Getting Started with UtilsGGSV

Introduction

UtilsGGSV provides utility functions for plotting in R using ggplot2. This vignette demonstrates the main functions of the package.

library(UtilsGGSV)
library(ggplot2)
library(magrittr)
theme_set(cowplot::theme_cowplot())

Correlation Plots with `ggcorr`

The ggcorr function creates scatterplots with correlation coefficients overlaid. This is the primary function of the package and is useful for visualizing relationships between groups of measurements.

Basic Usage

set.seed(3)
response_vec_a <- rnorm(5)
response_tbl <- data.frame(
  group = rep(letters[1:3], each = 5),
  response = c(
    response_vec_a,
    response_vec_a * 1.2 + rnorm(5, sd = 0.2),
    response_vec_a * 2 + rnorm(5, sd = 2)
  ),
  pid = rep(paste0("id_", 1:5), 3)
)

ggcorr(
  data = response_tbl %>% dplyr::filter(group %in% c("a", "b")),
  grp = "group",
  y = "response",
  id = "pid"
)

Multiple Correlation Methods

You can display multiple correlation coefficients simultaneously:

ggcorr(
  data = response_tbl %>% dplyr::filter(group %in% c("a", "b")),
  grp = "group",
  y = "response",
  id = "pid",
  corr_method = c("spearman", "pearson")
)

Comparing Multiple Groups

When comparing more than two groups, the function creates pairwise comparisons:

ggcorr(
  data = response_tbl,
  grp = "group",
  y = "response",
  id = "pid",
  corr_method = "kendall"
)

Concordance Correlation Coefficient

The concordance correlation coefficient is useful when assessing agreement between two methods:

ggcorr(
  data = response_tbl %>% dplyr::filter(group %in% c("a", "b")),
  grp = "group",
  y = "response",
  id = "pid",
  corr_method = "concordance",
  abline = TRUE,
  limits_equal = TRUE
)

Customizing Appearance

Text placement, font size, and other visual elements can be customized:

ggcorr(
  data = response_tbl %>% dplyr::filter(group %in% c("a", "b")),
  grp = "group",
  y = "response",
  id = "pid",
  corr_method = c("spearman", "pearson", "concordance"),
  abline = TRUE,
  limits_equal = TRUE,
  coord = c(0.4, 0.17),
  font_size = 3,
  skip = 0.04,
  pval_signif = 2,
  est_signif = 2,
  ci_signif = 2
)

Axis Transformations

The text placement remains consistent even when axes are transformed:

ggcorr(
  data = response_tbl %>% dplyr::mutate(response = abs(response + 1)^4),
  grp = "group",
  y = "response",
  id = "pid",
  corr_method = "spearman",
  abline = TRUE,
  limits_equal = TRUE,
  trans = "log10",
  skip = 0.06
)

Managing Axis Limits with `axis_limits`

The axis_limits function helps manage axis limits, particularly useful for forcing equal limits on both axes or expanding axis coordinates.

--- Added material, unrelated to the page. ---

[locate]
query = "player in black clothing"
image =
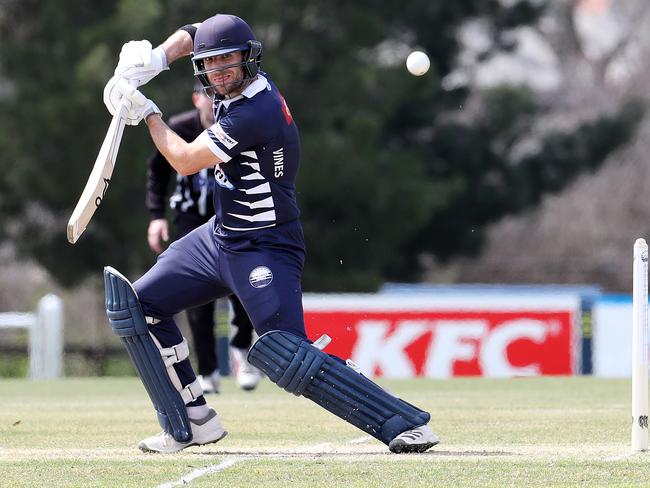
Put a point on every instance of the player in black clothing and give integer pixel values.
(193, 206)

data("cars", package = "datasets")

p0 <- ggplot(cars, aes(speed, dist)) +
  cowplot::background_grid(major = "xy") +
  geom_point() +
  theme(plot.title = element_text(hjust = 0.5)) +
  labs(title = "Axes unadjusted") +
  labs(x = "Speed", y = "Distance")

p1 <- axis_limits(
  p = p0,
  limits_equal = TRUE
) +
  labs(title = "Axes limits equal")

p2 <- axis_limits(
  p = p0,
  limits_expand = list(
    x = c(0, 50),
    y = c(-10, 200)
  )
) +
  labs(title = "Axes limits expanded")

cowplot::plot_grid(p0, p1, p2)

Adding Text Annotations with `add_text_column`

The add_text_column function adds text annotations to plots at consistent positions, regardless of underlying axis transformations.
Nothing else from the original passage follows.